8/9 weeks old, bought at TS in unlabeled bin, nobody in the store had any idea what they were. Very pale yellow/off white smooth feathers. Very friendly to me but a little aggressive with my other chickens.


----------



## Mother Hen (May 15, 2017)

I think it might be a Buff Orpington but I'm not sure.


----------



## Chicken Girl (May 15, 2017)

Does it have some brown/red feathers are is it dirty? It maybe a Leghorn, White Plymouth Rock, or Red sex-link cockerel. Its definitely a cockerel whatever it is.


----------



## Mrs Dreibelbis (May 15, 2017)

Chicken Girl said:


> Does it have some brown/red feathers are is it dirty? It maybe a Leghorn, White Plymouth Rock, or Red sex-link cockerel. Its definitely a cockerel whatever it is.

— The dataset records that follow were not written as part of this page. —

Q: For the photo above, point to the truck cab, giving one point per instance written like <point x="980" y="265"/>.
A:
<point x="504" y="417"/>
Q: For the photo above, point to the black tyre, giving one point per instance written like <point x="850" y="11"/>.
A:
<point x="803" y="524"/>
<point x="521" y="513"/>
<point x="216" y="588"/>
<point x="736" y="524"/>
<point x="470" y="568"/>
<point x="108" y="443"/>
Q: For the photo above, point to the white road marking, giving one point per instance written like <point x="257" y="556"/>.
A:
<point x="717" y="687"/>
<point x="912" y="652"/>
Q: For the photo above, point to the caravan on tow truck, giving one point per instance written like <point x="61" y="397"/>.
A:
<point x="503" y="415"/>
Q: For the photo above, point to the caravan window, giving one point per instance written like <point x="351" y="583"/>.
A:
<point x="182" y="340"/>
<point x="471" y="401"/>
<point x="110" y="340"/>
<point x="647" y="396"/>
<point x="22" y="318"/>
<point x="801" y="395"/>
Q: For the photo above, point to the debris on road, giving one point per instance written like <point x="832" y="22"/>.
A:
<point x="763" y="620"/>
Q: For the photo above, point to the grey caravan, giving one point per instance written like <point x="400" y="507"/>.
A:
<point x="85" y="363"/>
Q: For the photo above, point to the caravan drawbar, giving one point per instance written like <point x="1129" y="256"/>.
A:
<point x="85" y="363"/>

I figured cockerel :/ I have this guy and his identical twin brother. He did have some dirty spots on him, they're both the uniform pale off white coloring.


----------



## Jerrysgigi (May 15, 2017)

I'm with Chicken Girl - it's definitely a roo. But it's not a buff orpington.


----------



## 21hens-incharge (May 15, 2017)

It's a boy for sure.

Amberlink??? I need to look up males of that breed.


----------



## farmerjan (May 15, 2017)

A cockeral of a sex-link laying breed, most likely;  or a very poor representative of a leghorn. 
Aggressive = fried chicken.


----------



## oldhenlikesdogs (May 15, 2017)

Could be a meat breed, he has a thick looking chest.


----------



## eggbert420 (May 15, 2017)

Not a meat bird, it would be 3 times that size at 9 weeks old.


----------